Tasmanian devils (Sarcophilus harrisii) are tough little creatures that demonstrate their reckless ferocity by literally ripping chunks from opponents' faces. They are the Jason Statham of the animal kingdom, possibly only rivaled by the honey badger (Mellivora capensis) for their pure IDGAF attitude.
But for the last 20 years, they have been under attack – not from a predator, but from a condition called Devil Facial Tumor Disease (DFTD). Indeed, the disease has been so damaging to the Tasmanian devil community that it has put their survival as a species in jeopardy.
An already dire situation was made even worse when, in 2014, experts discovered a second type of transmissible cancer (DFT2), threatening animals in the south of Tasmania.
Fortunately, a process of adaption and natural selection appears to be enabling the animals to live with their condition, a paper published by the Ecological Society of America (ESA) suggests. According to Rodrigo Hamede from the University of Tasmania, the immune system of some devils has changed to fight DFTD.
For the study, Hamede and his team predicted the long-term impacts of DFTD using computer models based on 10-years' worth of epidemiological data from across the island.
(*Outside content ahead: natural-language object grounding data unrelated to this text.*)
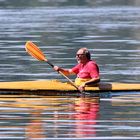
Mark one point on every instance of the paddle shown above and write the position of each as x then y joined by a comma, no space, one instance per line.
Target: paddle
35,52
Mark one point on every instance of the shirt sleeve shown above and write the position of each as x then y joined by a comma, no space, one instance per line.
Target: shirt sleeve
94,70
75,69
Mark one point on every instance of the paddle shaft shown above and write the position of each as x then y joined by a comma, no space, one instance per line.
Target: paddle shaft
35,52
62,74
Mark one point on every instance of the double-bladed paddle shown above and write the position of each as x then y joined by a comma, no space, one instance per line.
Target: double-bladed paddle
35,52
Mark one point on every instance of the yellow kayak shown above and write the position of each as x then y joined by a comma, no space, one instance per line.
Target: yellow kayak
55,85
These models allowed them to calculate the likelihood of three possible scenarios taking place in the next 100 years: one, DFTD drives the devils to extinction; two, DFTD vanishes and the species survives; and three, DFTD and the devil evolve to the point where they can co-exist.
Out of 122 possible scenarios, one in five (21 percent) led to devil extinction, whereas the majority (57 percent) led to DFTD vanishing. The remaining 22 percent resulted in DFTD-devil co-existence.
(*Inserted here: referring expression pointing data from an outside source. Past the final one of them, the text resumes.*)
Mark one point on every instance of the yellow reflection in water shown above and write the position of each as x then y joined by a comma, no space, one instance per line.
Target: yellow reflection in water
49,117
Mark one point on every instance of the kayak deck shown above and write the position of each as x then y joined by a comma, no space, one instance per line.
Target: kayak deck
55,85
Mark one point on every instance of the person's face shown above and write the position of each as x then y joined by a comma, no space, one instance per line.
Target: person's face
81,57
"In the past, we were managing devil populations to avoid extinction," Hamede told the BBC.
"Now, we are progressively moving to an adaptive management strategy, enhancing those selective adaptations for the evolution of devil/DFTD coexistence."
This adaption appears to have cropped up sometime within the last five or six years, providing some devils with a higher tolerance to infection and, possibly, even resistance. It's a perfect example of natural selection working "to fix" a problem, with those displaying a higher tolerance able to survive the tumor and reproduce, propagating the desirable genetic traits.
The researchers report multiple instances of infected devils living up to two years with the disease, allowing them to reproduce twice more and pass on their tolerance-promoting genes. On top of that, there have been 23 cases of devils recovering from DTFD completely.
While the Tasmanian devil population has not bounced back to pre-DTFD numbers, the good news is that it does seem to have leveled out.
What is incredible is the speed at which this is adaption happening. The ability to tolerate and resist the infection developed just 16 years (or eight generations) after DFTD was first described in 1996. This is thanks to the species' phenotypic plasticity, which basically means an individual is able to change its physiology or gene expression in reaction to its environment.
Not only is this extremely promising for the future of the devil in Tasmania, it may even help scientists understand our own relationship with cancer, Frederic Thomas, study co-author and a researcher at the Center of Ecology and Evolution of Cancer in France, told Nat Geo.
For now, we're just happy that things are looking up for these feisty little creatures.